In a paper published in Nature Materials, a group of researchers at the Catalan Institute of Nanotechnology (ICN, Spain) led by Prof. Sergio O. Valenzuela reports the observation of the magnon drag. This work ends a 50-year long effort to isolate this elusive thermoelectric effect.
As electrons move past atoms in a solid, their charge distorts the nearby lattice and can create a wave. Reciprocally, a wave in the lattice affects the electrons motion, in analogy to a wave in the sea that pushes a surfer riding it. This interaction results in a thermoelectric effect that was first observed during the 1950's and has come to be known as phonon-drag, because it can be quantified from the flow of lattice-wave quanta (phonons) that occurs over the temperature gradient.

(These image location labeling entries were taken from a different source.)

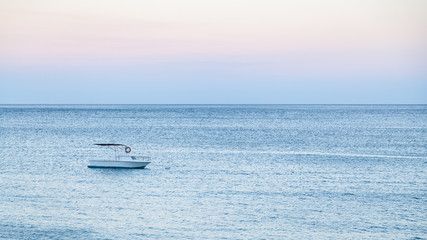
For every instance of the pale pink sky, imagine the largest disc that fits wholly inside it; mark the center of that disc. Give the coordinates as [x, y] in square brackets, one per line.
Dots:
[276, 40]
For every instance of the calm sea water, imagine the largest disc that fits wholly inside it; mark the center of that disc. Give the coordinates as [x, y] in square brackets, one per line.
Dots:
[218, 172]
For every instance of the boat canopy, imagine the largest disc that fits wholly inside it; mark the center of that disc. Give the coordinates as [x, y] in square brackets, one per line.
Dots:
[109, 144]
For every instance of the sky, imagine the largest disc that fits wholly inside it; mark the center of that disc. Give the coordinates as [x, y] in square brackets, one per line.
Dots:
[213, 52]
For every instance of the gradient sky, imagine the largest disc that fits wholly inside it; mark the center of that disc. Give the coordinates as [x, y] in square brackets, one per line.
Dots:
[213, 51]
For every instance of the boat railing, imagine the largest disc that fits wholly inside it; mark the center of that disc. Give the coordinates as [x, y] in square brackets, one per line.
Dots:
[146, 158]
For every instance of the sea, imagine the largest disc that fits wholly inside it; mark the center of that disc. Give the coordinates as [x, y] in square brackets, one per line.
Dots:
[217, 172]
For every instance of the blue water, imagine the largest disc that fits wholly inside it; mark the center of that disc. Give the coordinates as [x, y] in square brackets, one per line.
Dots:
[217, 172]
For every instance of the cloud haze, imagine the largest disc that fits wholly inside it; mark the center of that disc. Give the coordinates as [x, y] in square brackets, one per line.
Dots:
[213, 51]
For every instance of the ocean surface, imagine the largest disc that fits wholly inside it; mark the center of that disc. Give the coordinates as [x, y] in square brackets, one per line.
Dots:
[217, 172]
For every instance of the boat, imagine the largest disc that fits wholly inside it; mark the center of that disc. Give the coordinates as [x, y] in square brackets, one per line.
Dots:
[120, 161]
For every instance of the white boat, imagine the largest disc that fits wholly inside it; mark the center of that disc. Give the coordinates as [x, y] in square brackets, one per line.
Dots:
[120, 161]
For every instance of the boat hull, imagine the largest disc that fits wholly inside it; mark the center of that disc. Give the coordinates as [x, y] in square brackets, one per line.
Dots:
[116, 164]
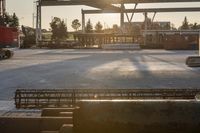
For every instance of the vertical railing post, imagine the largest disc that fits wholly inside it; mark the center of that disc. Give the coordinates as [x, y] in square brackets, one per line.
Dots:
[83, 21]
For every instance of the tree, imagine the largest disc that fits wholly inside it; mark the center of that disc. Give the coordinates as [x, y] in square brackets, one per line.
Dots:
[98, 27]
[15, 21]
[76, 24]
[59, 29]
[194, 26]
[116, 28]
[185, 25]
[9, 20]
[89, 27]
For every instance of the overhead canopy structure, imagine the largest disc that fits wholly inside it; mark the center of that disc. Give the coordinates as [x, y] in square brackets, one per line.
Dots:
[109, 6]
[104, 3]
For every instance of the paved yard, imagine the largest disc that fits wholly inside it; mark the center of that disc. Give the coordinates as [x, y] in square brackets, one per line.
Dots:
[96, 69]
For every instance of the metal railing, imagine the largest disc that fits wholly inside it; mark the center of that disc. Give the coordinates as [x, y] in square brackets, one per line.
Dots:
[37, 98]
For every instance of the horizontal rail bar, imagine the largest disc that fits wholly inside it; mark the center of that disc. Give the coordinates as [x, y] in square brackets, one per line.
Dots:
[34, 98]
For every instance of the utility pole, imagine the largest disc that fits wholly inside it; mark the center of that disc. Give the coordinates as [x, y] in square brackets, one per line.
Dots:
[2, 7]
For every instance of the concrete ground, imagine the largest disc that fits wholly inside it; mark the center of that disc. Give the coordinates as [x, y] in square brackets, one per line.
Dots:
[43, 69]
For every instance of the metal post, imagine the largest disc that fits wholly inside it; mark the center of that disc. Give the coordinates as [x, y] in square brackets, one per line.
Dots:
[83, 21]
[122, 16]
[0, 7]
[4, 7]
[38, 23]
[145, 28]
[199, 42]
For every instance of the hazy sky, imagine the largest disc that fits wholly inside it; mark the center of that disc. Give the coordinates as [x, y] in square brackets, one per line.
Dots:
[25, 8]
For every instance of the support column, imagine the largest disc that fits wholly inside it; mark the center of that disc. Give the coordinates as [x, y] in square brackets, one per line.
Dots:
[145, 28]
[38, 23]
[122, 16]
[3, 7]
[83, 21]
[199, 42]
[0, 7]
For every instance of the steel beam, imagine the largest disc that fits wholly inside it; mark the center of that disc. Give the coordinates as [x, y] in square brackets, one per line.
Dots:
[192, 9]
[108, 2]
[40, 98]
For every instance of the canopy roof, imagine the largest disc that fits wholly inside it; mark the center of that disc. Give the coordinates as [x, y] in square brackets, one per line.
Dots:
[105, 4]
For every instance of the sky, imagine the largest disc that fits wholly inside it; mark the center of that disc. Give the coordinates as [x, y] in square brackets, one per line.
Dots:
[24, 9]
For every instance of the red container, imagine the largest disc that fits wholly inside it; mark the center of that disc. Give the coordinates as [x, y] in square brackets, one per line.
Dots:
[8, 36]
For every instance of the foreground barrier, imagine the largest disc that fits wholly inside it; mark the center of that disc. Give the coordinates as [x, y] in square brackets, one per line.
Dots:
[160, 116]
[31, 98]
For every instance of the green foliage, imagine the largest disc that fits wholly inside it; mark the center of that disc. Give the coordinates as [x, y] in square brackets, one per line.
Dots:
[98, 27]
[89, 27]
[59, 29]
[76, 24]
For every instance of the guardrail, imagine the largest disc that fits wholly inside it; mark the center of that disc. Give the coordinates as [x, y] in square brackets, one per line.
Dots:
[40, 98]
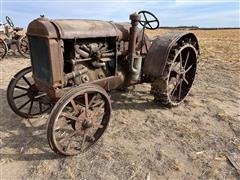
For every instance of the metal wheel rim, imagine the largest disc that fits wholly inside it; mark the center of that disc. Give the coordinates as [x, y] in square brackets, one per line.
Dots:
[190, 67]
[58, 109]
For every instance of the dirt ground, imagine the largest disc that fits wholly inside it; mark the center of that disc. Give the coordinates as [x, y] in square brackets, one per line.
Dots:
[144, 141]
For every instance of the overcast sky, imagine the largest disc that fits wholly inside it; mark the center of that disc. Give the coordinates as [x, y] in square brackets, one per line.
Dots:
[202, 13]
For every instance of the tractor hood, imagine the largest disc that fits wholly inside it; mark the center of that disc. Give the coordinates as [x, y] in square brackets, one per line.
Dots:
[74, 29]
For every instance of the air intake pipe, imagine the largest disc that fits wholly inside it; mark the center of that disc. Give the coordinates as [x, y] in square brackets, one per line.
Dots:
[135, 62]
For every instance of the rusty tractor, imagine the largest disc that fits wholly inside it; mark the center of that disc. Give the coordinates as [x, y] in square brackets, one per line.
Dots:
[13, 40]
[76, 63]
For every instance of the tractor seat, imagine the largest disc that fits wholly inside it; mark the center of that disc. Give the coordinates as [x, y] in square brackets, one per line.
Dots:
[17, 29]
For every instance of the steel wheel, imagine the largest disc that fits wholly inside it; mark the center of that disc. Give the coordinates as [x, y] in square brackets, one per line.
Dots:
[78, 120]
[23, 47]
[173, 87]
[23, 96]
[3, 49]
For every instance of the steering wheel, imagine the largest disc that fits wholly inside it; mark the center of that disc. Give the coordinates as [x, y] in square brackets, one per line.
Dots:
[9, 21]
[146, 22]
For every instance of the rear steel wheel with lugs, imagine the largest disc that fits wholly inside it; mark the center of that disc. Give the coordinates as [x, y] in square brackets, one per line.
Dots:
[174, 85]
[78, 120]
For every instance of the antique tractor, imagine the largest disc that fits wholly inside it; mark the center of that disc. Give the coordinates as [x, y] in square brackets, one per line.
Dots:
[13, 38]
[75, 64]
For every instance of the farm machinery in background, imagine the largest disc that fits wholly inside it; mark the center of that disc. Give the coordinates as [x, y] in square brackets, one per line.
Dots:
[76, 63]
[12, 39]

Soon after the discovery of the phonon drag, an analogous phenomenon was predicted to appear in magnetic materials: the so called magnon drag. In a magnetic material the intrinsic magnetic moment or spin of the electrons arrange in an organized fashion. In ferromagnets, the spins maintain a parallel orientation. If a distortion in the preferred spin orientation occurs, a spin wave is created that could affect electron motion. It is therefore reasonable to expect that the flow of magnons (spin-wave quanta) could also drag the electrons.